Vendredi 24 juillet 2020 se tenait en les murs de la basilique Sainte-Sophie, consacrée par le patriarche de Constantinople en l’an 562, la première prière musulmane organisée depuis la décision du président Erdogan de la transformer en mosquée, revenant par là sur la décision du réformateur Mustapha Kemal d’en faire un musée « offert à l’humanité » en 1934. Devant plusieurs milliers de musulmans, dans une cérémonie retransmise en directe, le président de la République de Turquie, Erdogan, coiffé d’une calotte, a lu la première sourate du Coran, avant de laisser retentir l’appel à la prière des quatre minarets.

A sa suite, l’ouléma Ali Erbas, chef de la direction des Affaires religieuses de Turquie, a pris la parole et s’est félicité de la nouvelle situation : « Une longue séparation prend fin », a-t-il déclaré. Pas de laïcité qui tienne, pas de « séparation » entre l’Etat et la religion : au contraire, on se félicite que cette « séparation » prenne symboliquement fin.  Pendant son prêche, Ali Erbas tenait un sabre, un cimeterre à la main, pour mieux rappeler la conquête de Constantinople par les Ottomans en 1453. En termes de geste pacifiste, on peut mieux faire. Erdogan sait très bien ce qu’il fait en se fondant dans une telle mise en scène ; ce n’est d’ailleurs pas un hasard s’il a choisi comme date pour la première prière le 97e anniversaire du Traité de Lausanne, qui a fixé les frontières de la Turquie moderne à la suite de la Première Guerre mondiale et de l’échec du Traité de Sèvres de 1920. Le Traité de Lausanne est une blessure toujours vivante chez de très nombreux Turcs, qui rêvent de retrouver les  frontières de l’ancien empire ottoman. Le spirituel et le temporel sont donc plus que jamais inextricablement liés pour les Turcs aujourd’hui – comme chez tous les musulmans, pour lesquels la « séparation » entre les deux sphères n’existe pas.

Le message est on ne peut plus clair, mais il y aura toujours des brebis innocentes pour penser que l’on exagère. La « reconquête » de Sainte-Sophie comme lieu de culte islamique est vue comme inséparable de la restauration de la grandeur ottomane, tout cela aux portes de l’Europe, avec la réprobation molle d’une Union européenne trop soucieuse de se débarrasser de ses encombrantes racines chrétiennes. « La Turquie est un pays important pour l'Union européenne, avec lequel nous aimerions renforcer nos relations. Mais cela doit se faire dans le respect des valeurs européennes », a résumé Josep Borrell, le Haut représentant aux Affaires étrangères. Bel exemple de langue de bois : il n'y aura pas de sanctions, car l'Europe « privilégie le dialogue ». Dommage, car la transformation de Sainte-Sophie en mosquée est une décision qui «  sape nos efforts de dialogue », toujours selon Josep Borrell. Un tel aveuglement est proprement sidérant.

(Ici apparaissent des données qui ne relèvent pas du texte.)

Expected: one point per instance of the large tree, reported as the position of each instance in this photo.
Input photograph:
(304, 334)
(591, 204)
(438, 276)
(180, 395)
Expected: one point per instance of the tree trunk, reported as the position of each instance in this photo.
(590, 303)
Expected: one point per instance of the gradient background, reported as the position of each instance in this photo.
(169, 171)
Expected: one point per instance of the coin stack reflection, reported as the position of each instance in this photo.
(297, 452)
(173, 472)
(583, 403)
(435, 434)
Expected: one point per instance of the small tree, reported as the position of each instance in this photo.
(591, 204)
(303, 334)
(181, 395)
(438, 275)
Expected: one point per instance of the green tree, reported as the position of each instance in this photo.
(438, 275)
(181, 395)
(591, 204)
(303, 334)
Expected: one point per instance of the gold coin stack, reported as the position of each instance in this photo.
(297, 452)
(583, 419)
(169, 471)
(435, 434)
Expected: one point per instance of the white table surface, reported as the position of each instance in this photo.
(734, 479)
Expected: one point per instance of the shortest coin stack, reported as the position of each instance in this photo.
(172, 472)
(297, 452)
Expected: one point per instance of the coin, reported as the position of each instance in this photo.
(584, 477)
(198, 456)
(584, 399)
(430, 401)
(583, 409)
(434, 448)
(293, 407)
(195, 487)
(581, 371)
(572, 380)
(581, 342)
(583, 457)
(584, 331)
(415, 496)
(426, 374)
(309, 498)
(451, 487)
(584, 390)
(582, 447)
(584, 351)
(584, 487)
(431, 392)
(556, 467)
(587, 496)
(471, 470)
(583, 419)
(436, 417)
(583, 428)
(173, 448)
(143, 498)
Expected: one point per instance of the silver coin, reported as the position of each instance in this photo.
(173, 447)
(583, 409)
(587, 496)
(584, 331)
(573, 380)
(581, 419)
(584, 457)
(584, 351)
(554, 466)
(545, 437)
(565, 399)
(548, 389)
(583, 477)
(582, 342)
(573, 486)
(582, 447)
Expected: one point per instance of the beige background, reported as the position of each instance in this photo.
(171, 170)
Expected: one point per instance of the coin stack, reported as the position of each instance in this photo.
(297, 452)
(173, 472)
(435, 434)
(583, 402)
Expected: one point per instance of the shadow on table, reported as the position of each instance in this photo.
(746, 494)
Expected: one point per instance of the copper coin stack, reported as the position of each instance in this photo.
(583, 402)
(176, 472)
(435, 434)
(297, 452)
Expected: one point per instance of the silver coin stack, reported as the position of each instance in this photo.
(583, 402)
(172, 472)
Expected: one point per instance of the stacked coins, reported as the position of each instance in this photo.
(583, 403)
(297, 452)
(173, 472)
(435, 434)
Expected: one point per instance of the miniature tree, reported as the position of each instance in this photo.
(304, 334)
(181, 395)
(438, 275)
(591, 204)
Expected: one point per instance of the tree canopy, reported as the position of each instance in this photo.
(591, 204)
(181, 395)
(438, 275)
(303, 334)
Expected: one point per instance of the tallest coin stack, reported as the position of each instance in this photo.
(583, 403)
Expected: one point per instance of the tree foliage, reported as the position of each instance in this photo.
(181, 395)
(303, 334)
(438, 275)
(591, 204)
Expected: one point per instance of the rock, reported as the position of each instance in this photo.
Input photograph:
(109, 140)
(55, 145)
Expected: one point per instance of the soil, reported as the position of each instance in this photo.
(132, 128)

Deux jours plus tard, dimanche 26 juillet, la France commémorait le quatrième anniversaire l’assassinat du Père Jacques Hamel, égorgé sauvagement par deux islamistes dans son église paroissiale de Saint-Etienne-du-Rouvray, en Normandie. Gérald Darmanin, le nouveau ministre de l’Intérieur, s’est rendu sur place pour rendre hommage à l’homme d’Eglise. Dans son discours, il a tenu à rappeler que « mettre à mort un prêtre, c'est tenter d'assassiner une partie de l'âme nationale ». Il esquisse une partie du chemin, en rappelant que « l’âme nationale » française n’est rien sans la foi. Mais il refuse d’assumer un discours clair quand il ajoute que le père Hamel est mort « sous les coups de la barbarie la plus infâme et la plus aveugle ». On ne saura naturellement pas de quelle barbarie il s’agit… Même écho chez le Premier ministre, Jean Castex, qui fustige de son côté « la barbarie terroriste et l'obscurantisme ». Peut-on appeler un chat, un chat ? Peut-on prononcer clairement et distinctement les mots : barbarie islamiste, obscurantisme islamiste ? Le père Hamel n’est pas mort « sous les coups de la barbarie » : il est mort égorgé par deux djihadistes, par des islamistes dont la foi se nourrit de violence. Quel diagnostic efficace peut-on espérer, si le mal n’est jamais nommé ?

A Istambul, les musulmans brandissent le sabre. Mais en France, nos dirigeants refusent de voir la lame qui brille.